Earning a master's degree in holistic nutrition opens the door for career opportunities as a health consultant, nutrition practitioner or as a researcher for health food, herbal or vitamin companies. According to the National Association for Nutrition Professionals, holistic nutritionists not only help people learn how to eat healthier, but can also develop specific treatment plans that offer an alternative to modern medicine. You can find a school with in-depth course offerings and practical training while staying within your budget and geographical limitations.

National Association of Nutrition Professionals-Approved Schools

Finding the right degree program is not a simple task. Course offerings, quality instruction and hands-on training are important to consider when selecting schools to which you will apply. The National Association of Nutrition Professionals has reviewed and approved the master's programs at Hawthorn University, Huntington College of Health Sciences, American College of Healthcare Sciences, John F. Kennedy University, Nutrition Therapy Institute, Maryland University of Integrative Health and the University of Bridgeport as meeting its educational standards. Many of these colleges offer online courses, making them widely available regardless of your location.

Program Expectations

Intensive nutrition education, developing an understanding of the biological and physiological bodily processes, and learning how food, vitamins and minerals play a vital role in maintaining a healthy body are key aspects of a holistic nutrition program.

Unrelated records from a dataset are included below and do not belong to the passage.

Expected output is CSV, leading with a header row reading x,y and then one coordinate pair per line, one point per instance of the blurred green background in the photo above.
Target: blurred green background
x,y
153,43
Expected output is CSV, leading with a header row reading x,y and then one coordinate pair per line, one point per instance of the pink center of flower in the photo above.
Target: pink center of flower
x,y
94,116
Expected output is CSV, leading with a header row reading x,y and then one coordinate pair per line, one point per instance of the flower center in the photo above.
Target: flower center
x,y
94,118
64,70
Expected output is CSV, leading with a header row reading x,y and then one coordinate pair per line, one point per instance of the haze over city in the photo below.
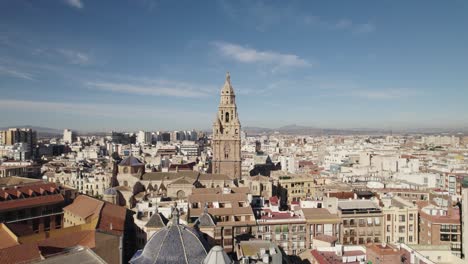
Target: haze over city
x,y
233,132
129,65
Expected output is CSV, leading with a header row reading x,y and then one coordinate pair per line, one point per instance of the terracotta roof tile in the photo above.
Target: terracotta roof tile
x,y
31,202
58,244
112,219
20,254
85,206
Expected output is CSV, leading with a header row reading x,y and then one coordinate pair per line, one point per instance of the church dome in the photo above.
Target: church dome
x,y
217,256
131,161
110,191
175,243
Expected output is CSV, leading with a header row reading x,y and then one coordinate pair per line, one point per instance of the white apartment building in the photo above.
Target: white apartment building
x,y
288,164
144,138
400,221
68,136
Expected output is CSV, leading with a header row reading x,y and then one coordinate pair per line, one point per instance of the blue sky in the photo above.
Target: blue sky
x,y
141,64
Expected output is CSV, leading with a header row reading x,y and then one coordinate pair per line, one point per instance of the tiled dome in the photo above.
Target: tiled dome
x,y
175,243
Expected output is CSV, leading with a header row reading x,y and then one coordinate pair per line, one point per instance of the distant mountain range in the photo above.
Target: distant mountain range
x,y
308,130
288,130
41,131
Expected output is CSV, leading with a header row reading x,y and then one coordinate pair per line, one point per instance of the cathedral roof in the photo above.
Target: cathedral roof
x,y
131,161
227,88
205,219
156,221
175,243
217,256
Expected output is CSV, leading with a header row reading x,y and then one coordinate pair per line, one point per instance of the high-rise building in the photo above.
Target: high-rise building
x,y
68,136
144,137
13,136
464,221
226,143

The American College of Healthcare Sciences places an emphasis on learning to create protocol that allows nutrition to integrate with conventional medicine. Students at the Nutrition Therapy Institute can take courses on digestion and detoxification, reproductive health and food politics as electives. Regardless of the school, choosing a program approved by the NANP will provide a broad study of holistic nutrition.

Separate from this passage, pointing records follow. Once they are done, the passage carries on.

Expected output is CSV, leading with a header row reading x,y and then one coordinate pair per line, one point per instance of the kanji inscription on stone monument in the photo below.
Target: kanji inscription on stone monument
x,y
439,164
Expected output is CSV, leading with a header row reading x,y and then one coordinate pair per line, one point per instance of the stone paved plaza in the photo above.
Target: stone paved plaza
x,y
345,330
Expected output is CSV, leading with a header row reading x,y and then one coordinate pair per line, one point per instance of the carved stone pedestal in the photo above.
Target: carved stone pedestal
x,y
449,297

Applying What You've Learned

In most master's in holistic nutrition programs, students complete an internship, thesis project, clinical or practicum. The Nutrition Therapy Institute requires a 50-hour internship in which students donate their time as a nutrition consultant to schools, community organizations or businesses in order to gain experience applying their training in workplace settings. At the Maryland University of Integrative Health, students complete a clinical and practicum in order to gain hands-on practice and field experience. Hawthorn University's program culminates with a thesis research project where students write a minimum of 30 pages and give a 30-minute presentation on their topic.

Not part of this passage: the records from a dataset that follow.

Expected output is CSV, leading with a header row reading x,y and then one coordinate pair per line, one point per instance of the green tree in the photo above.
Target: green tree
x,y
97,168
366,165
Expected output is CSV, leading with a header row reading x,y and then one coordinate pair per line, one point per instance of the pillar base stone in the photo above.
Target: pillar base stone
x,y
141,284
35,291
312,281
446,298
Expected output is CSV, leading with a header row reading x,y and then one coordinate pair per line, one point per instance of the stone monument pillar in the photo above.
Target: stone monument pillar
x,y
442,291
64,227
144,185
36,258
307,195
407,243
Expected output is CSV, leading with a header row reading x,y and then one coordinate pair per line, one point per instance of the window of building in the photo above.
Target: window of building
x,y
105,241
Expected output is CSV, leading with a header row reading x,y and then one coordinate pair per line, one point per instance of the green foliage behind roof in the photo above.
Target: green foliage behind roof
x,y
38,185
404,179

Holistic Nutrition Credentialing Board Certification

While most states do not require certification to practice holistic nutrition, the NANP founded the Holistic Nutrition Credentialing Board in 2003 to promote a nationally recognized, credible body of holistic nutrition practitioners. While adhering to state laws, board-certified practitioners can provide nutritional assessments and evaluations, design client-specific treatment plans, and offer step-by-step guidance and nutrition education. Practitioners who have completed an approved educational program, are professional members of the NANP and can provide documentation of 500 hours of experience in holistic nutrition are eligible to sit for the exam. There's an exception for new graduates, who can take the exam within 12 months of completing their program without having the 500-hour requirement.